I recoiled at his rejection of God, then of his turn toward Islam, the “nominal” faith of his father (you can be a Muslim and be nothing whatsoever as long as you perform the 4-5 rituals and confess Allah, you can even be a terrorist). However, I respect George for rehabilitating himself as a human being: I am only sorry he short-circuited his faith journey by returning to “the faith of his blood father.”

It hinders him from coming to the kind of peace and personal transformation that goes beyond what one can do for one’s self as it relates to the God (Arab word is Allah) who revealed himself through the resurrection of Jesus and who relates within the transformed person as the Holy Spirit. I pray that it will one day happen.

As for big brother, Barack, political extremists still slander him as a closet Muslim et al, but he is a self-confessed Christian and I find much to admire him for, although admittedly I have not questioned his theology, and I definitely disapprove of his beer drinking and cigarette smoking--both nasty habits that destroy many lives, even if they may not condemn him to the pit--poor, poor stewardship.

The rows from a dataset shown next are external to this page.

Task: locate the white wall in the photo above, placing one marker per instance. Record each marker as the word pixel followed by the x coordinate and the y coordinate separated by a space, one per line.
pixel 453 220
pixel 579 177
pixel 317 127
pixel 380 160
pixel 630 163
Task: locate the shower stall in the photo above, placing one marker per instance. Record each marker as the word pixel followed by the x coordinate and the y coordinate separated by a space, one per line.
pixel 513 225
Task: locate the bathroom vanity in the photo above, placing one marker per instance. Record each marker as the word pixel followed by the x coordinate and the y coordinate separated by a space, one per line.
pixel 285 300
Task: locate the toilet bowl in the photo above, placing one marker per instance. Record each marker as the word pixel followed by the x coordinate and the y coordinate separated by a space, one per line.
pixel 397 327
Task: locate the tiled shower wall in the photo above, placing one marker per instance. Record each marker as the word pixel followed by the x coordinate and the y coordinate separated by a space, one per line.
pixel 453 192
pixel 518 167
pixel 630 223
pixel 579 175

Wow! This has gone on and on and I still have Gordon Bailey’s verse via Assist News Service. Bailey, from the UK, asks the question How different am I? Bailey says in verse what I would like to say, but he says it so much better:

I see other people and look at their life-styles,
their passion to own as they buy;
their joy as they see they're surpassing the Jones;
and ask 'Just how different am I?'
Their clothes are designer, they worship their motors,
they cherish their money supply;
I see they take pride in their homes and their gardens,
and ask 'Just how different am I?'
They say they're as happy as might be expected
of those who work hard and aim high;
I notice how tightly they hold their possessions,
and ask 'Just how different am I?'
They point to disasters, to warfare, to suffering,
to cancer, to AIDS and ask 'Why?'
I ponder their doubting, the ways they are thinking,
and ask 'Just how different am I?'
I say I am different, that I'm a believer,
I study the scriptures each day;
I gather together with others to worship
and bow in respect as I pray.
My faith is my hallmark, I'm deeply committed,
for God and his purpose I choose.
Yet all I have said I admit can be said of
the Muslims, the Buddhists, the Jews!
I say I'm a Christian, that Christ makes a difference;
what difference does Christ really make?
If there is no difference twixt me and a Hindu,
is my faith in Christ a mistake?
Will it be the intimate friendship with Jesus
that sooner or later shows through,
in gentle concern and consistent forgiveness
in all that I say and I do?
Or is it my faith in the Christ who lives in me
that helps me step out of His way,
so others will see, as they notice what's happening,
that Jesus is now on display?
His freedom for those who are caught in sin's bondage;
His healing for every heart-break;
His love for the outcast, the drunkard, the stranger;
are the differences Jesus will make.
Christ's love is unfailing, His joy is transcendent,
Christ's peace is beyond all degree.
I need to trust Jesus so others will witness
His differences shining through me (© Gordon Bailey 2010).